Eine Schwere, die atmet

Der Klang der Platte fällt sofort durch seine Dicke auf. Die Gitarren schichten Ebenen, zwischen tiefen Riffs und luftigeren Flächen, während die Rhythmusgruppe eine langsame, kraftvolle Furche zieht. Diese Klangmasse erdrückt die Melodie nie: Sie trägt sie, hüllt sie ein, gibt ihr Gewicht. Man denkt ebenso an Grunge wie an Post-Hardcore, an diese Art, Sanftheit und Wut in ein und demselben Song koexistieren zu lassen, mitunter in ein und demselben Takt, ohne sich je ganz zu entscheiden.

Der Gesang als roter Faden

Die Stimme, abwechselnd geflüstert und geschrien, hält das ganze Gebäude zusammen. Sie geht ohne brutalen Übergang von der Vertraulichkeit zur Explosion über und folgt den Anstiegen und Senken des Schreibens. Diese Dynamik, dieses ständige Spiel zwischen Zurückhaltung und Überschwang, steht im Zentrum der Identität der Band. Die Gesangsmelodien sind stark und einprägsam, greifen aber nie nach dem einfachen, sofortigen Refrain. Es braucht mehrere Durchläufe, bis sich die Songs wirklich entfalten und ihr Relief zeigen.

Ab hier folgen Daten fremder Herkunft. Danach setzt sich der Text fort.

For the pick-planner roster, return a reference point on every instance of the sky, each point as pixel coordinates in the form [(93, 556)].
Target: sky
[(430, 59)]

Geschlossenheit als Kompass

Vielleicht liegt darin die Grenze der Platte: Ihre Homogenität, ihre durchgehende Dichte können ein zerstreutes Ohr am Ende ermüden. Das Album verlangt echtes Engagement, ein anhaltendes Hören, und belohnt das Überfliegen schlecht. Manche Titel ähneln einander in ihrem Aufbau, und das Ganze hätte wohl von mehr Kontrasten profitiert. Doch dieser Vorwurf ist auch die Kehrseite einer Qualität: die ästhetische Geschlossenheit, der Wille, eine Furche zu ziehen, statt sich in viele Richtungen zu zerstreuen, ein Album zu machen statt einer Sammlung von Titeln. In dieser Hinsicht gleicht die Platte ihren Schöpfern: geduldig, ganz, wenig darum bemüht, schnell zu gefallen. Man kehrt zu ihr zurück, wie man ein schwieriges Buch wieder liest, und entdeckt jedes Mal eine Schicht, die man übersehen hatte, eine Absicht, die das erste Hören unter der Klangmasse verborgen hatte.

The Things We Think Were Missing bleibt ein wichtiger Markstein seiner Zeit, eine Platte, die die melodische Post-Hardcore-Szene der frühen zweitausendzehner prägte. Sie zeigt eine Band, die ihrer Mittel sicher ist und Songs schreiben kann, die zugleich schwer und sensibel sind, ohne je in bloße Effekthascherei zu verfallen. Es ist kein Album, das sich auf den ersten Blick preisgibt, sondern eines, das mit tieferem Hören wächst, ganz gespielt, ohne Ablenkung. Für alle, die massive Gitarren und rohe Emotion lieben, bietet es dichtes, aufrichtiges und dauerhaftes Material, von der Sorte, die man über die Jahre wiederentdeckt. Eine solide, fordernde und liebenswerte Platte.